YES

We show the termination of the TRS R:

  g(|0|(),f(x,x)) -> x
  g(x,s(y)) -> g(f(x,y),|0|())
  g(s(x),y) -> g(f(x,y),|0|())
  g(f(x,y),|0|()) -> f(g(x,|0|()),g(y,|0|()))

-- SCC decomposition.

Consider the dependency pair problem (P, R), where P consists of

p1: g#(x,s(y)) -> g#(f(x,y),|0|())
p2: g#(s(x),y) -> g#(f(x,y),|0|())
p3: g#(f(x,y),|0|()) -> g#(x,|0|())
p4: g#(f(x,y),|0|()) -> g#(y,|0|())

and R consists of:

r1: g(|0|(),f(x,x)) -> x
r2: g(x,s(y)) -> g(f(x,y),|0|())
r3: g(s(x),y) -> g(f(x,y),|0|())
r4: g(f(x,y),|0|()) -> f(g(x,|0|()),g(y,|0|()))

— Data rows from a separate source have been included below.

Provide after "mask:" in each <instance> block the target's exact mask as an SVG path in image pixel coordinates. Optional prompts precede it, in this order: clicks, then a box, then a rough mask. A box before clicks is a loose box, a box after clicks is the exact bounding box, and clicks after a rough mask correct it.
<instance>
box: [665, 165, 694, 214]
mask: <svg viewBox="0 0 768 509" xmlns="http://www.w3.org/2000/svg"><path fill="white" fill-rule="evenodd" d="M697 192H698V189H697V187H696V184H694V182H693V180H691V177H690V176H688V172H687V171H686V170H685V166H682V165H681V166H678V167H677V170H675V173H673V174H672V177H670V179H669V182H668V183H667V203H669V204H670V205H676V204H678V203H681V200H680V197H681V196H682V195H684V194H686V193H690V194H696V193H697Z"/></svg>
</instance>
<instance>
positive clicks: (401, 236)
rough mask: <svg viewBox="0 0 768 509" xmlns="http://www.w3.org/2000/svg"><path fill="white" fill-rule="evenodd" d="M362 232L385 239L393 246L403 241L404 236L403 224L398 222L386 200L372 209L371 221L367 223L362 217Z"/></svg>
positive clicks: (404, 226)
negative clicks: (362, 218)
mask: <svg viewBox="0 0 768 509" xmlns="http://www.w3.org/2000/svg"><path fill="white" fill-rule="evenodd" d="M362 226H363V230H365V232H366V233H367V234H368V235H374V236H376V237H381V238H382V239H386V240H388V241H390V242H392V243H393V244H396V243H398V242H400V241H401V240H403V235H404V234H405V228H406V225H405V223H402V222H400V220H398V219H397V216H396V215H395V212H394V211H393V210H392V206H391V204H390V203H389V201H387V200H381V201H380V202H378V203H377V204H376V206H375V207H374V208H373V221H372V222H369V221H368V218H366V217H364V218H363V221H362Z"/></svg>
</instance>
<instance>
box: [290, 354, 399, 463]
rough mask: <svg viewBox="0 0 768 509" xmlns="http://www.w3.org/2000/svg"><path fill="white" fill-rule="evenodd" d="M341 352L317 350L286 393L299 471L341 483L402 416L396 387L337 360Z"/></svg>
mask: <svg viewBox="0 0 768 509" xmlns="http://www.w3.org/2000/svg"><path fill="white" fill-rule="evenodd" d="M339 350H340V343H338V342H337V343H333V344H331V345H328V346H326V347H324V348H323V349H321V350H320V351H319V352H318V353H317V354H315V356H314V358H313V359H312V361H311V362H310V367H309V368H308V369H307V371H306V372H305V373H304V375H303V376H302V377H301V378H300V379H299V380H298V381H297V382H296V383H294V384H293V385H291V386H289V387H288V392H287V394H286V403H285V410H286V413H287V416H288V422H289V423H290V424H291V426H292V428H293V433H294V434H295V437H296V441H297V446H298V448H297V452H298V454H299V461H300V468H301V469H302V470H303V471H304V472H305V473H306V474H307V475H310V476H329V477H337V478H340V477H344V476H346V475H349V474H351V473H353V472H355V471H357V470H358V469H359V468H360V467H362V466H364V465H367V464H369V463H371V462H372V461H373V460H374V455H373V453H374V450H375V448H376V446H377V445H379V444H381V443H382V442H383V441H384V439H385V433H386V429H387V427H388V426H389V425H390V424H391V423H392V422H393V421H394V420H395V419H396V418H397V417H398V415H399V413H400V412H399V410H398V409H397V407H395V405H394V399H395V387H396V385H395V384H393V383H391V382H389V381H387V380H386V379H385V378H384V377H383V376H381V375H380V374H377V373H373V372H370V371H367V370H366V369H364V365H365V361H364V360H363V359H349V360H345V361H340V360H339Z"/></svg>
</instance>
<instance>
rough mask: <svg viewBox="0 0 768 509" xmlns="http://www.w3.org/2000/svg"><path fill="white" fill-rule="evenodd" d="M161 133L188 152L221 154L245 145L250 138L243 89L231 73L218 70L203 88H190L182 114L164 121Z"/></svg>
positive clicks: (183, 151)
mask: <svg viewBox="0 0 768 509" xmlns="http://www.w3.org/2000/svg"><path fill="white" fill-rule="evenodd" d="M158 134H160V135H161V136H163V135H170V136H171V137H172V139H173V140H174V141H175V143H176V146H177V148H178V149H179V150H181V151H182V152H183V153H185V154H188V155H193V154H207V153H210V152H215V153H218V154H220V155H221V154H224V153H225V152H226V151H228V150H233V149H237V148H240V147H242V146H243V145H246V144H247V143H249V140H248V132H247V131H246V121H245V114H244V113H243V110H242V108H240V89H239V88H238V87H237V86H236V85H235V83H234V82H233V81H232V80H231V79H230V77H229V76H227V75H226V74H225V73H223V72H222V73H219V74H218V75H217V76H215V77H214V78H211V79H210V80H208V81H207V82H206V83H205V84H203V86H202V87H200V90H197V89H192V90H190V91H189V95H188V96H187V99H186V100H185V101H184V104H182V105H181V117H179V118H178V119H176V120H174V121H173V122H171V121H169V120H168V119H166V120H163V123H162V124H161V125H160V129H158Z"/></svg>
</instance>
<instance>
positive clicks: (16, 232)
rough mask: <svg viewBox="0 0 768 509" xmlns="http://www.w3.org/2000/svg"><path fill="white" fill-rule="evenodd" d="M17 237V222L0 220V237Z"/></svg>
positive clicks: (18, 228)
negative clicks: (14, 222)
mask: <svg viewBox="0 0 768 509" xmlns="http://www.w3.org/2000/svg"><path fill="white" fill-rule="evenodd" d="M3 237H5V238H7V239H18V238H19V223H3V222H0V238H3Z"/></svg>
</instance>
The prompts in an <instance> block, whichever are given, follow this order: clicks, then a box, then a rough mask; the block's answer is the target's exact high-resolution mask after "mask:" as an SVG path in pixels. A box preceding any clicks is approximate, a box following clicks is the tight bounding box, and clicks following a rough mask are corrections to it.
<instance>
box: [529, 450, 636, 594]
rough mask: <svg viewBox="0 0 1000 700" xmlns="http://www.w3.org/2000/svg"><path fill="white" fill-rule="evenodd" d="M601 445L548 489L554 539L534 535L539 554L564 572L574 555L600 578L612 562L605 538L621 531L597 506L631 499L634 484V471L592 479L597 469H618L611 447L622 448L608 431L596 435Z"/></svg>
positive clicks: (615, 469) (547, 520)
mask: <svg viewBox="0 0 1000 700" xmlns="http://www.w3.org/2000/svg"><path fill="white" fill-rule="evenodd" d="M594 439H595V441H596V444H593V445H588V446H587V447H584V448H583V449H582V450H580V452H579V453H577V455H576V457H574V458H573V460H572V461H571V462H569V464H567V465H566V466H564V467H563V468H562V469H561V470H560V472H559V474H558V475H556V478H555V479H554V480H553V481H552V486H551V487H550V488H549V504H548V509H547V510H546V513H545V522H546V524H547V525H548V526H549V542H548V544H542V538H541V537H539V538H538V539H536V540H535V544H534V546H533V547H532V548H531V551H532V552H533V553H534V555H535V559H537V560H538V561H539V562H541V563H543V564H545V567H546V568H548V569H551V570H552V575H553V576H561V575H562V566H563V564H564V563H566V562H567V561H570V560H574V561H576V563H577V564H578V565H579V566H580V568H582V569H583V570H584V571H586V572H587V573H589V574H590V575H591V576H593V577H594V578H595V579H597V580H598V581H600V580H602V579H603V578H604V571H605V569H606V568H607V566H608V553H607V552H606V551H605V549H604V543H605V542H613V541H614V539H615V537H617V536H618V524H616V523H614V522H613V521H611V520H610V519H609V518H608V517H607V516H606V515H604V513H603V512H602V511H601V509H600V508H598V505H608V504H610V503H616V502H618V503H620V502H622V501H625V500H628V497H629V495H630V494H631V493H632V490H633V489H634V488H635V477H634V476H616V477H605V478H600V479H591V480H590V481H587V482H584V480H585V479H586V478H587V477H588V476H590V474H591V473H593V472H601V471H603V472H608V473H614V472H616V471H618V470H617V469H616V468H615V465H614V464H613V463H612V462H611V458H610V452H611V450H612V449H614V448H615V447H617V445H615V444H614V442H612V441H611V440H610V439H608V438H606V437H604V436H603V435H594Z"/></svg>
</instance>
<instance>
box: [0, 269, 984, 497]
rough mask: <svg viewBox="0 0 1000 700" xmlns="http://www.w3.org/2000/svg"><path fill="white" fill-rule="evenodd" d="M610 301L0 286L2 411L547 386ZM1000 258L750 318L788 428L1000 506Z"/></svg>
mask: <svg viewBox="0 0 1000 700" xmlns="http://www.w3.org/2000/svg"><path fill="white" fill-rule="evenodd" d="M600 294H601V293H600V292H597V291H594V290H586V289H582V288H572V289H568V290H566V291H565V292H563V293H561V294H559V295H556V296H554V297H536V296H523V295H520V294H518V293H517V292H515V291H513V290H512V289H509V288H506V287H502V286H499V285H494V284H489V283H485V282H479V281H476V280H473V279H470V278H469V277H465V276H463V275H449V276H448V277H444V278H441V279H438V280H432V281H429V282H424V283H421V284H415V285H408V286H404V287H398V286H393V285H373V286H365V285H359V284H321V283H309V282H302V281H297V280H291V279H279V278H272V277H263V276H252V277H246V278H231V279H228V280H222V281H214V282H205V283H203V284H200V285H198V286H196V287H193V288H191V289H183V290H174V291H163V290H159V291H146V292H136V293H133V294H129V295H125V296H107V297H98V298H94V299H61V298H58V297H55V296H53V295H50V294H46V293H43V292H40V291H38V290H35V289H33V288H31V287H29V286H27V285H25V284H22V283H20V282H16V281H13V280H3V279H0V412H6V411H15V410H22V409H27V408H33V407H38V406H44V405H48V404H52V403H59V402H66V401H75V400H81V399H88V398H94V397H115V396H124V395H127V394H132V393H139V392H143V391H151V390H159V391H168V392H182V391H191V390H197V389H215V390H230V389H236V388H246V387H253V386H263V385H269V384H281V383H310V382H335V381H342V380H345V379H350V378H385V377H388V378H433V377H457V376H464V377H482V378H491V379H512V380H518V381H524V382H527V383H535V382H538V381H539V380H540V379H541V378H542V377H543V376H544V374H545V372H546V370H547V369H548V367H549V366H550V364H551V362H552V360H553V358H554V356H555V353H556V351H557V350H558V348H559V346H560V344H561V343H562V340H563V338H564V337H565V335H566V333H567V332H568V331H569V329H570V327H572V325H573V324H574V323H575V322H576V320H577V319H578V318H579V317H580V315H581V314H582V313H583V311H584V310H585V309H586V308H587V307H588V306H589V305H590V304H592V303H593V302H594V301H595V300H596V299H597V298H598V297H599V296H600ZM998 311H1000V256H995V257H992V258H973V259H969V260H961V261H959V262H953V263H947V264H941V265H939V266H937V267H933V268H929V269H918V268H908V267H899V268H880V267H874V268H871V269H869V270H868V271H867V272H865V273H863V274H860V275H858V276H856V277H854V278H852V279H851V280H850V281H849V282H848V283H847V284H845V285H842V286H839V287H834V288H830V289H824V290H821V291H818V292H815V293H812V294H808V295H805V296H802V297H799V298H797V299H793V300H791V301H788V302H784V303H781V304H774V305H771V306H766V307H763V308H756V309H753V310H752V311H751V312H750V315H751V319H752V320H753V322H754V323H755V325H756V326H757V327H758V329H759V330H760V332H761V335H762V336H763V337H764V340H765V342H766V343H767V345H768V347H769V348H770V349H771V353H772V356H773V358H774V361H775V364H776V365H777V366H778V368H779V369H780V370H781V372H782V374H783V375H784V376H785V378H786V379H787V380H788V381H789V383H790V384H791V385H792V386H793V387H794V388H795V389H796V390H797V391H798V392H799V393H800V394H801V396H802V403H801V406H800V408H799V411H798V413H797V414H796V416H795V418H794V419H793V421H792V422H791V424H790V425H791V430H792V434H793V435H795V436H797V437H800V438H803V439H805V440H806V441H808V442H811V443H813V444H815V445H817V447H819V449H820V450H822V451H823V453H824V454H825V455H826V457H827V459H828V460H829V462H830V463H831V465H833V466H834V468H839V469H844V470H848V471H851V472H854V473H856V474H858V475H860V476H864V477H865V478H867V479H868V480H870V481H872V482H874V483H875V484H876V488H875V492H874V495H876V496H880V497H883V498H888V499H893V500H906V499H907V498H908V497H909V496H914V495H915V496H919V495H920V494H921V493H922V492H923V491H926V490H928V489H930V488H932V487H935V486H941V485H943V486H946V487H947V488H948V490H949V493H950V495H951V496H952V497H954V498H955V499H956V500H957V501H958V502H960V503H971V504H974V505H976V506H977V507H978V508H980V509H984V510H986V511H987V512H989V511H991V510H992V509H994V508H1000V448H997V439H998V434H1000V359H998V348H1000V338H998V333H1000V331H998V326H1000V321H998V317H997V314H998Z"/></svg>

The estimated dependency graph contains the following SCCs:

  {p2, p3, p4}


-- Reduction pair.

Consider the dependency pair problem (P, R), where P consists of

p1: g#(f(x,y),|0|()) -> g#(x,|0|())
p2: g#(f(x,y),|0|()) -> g#(y,|0|())
p3: g#(s(x),y) -> g#(f(x,y),|0|())

and R consists of:

r1: g(|0|(),f(x,x)) -> x
r2: g(x,s(y)) -> g(f(x,y),|0|())
r3: g(s(x),y) -> g(f(x,y),|0|())
r4: g(f(x,y),|0|()) -> f(g(x,|0|()),g(y,|0|()))

The set of usable rules consists of

  (no rules)

Take the reduction pair:

  lexicographic combination of reduction pairs:
  
    1. matrix interpretations:
    
      carrier: N^2
      order: standard order
      interpretations:
        g#_A(x1,x2) = ((0,1),(1,0)) x1 + ((0,1),(1,0)) x2
        f_A(x1,x2) = ((1,1),(1,1)) x1 + x2 + (1,1)
        |0|_A() = (1,1)
        s_A(x1) = ((1,1),(1,1)) x1 + (2,3)
    
    2. matrix interpretations:
    
      carrier: N^2
      order: standard order
      interpretations:
        g#_A(x1,x2) = (0,0)
        f_A(x1,x2) = (1,1)
        |0|_A() = (1,1)
        s_A(x1) = (1,1)
    

The next rules are strictly ordered:

  p1, p2, p3

We remove them from the problem.  Then no dependency pair remains.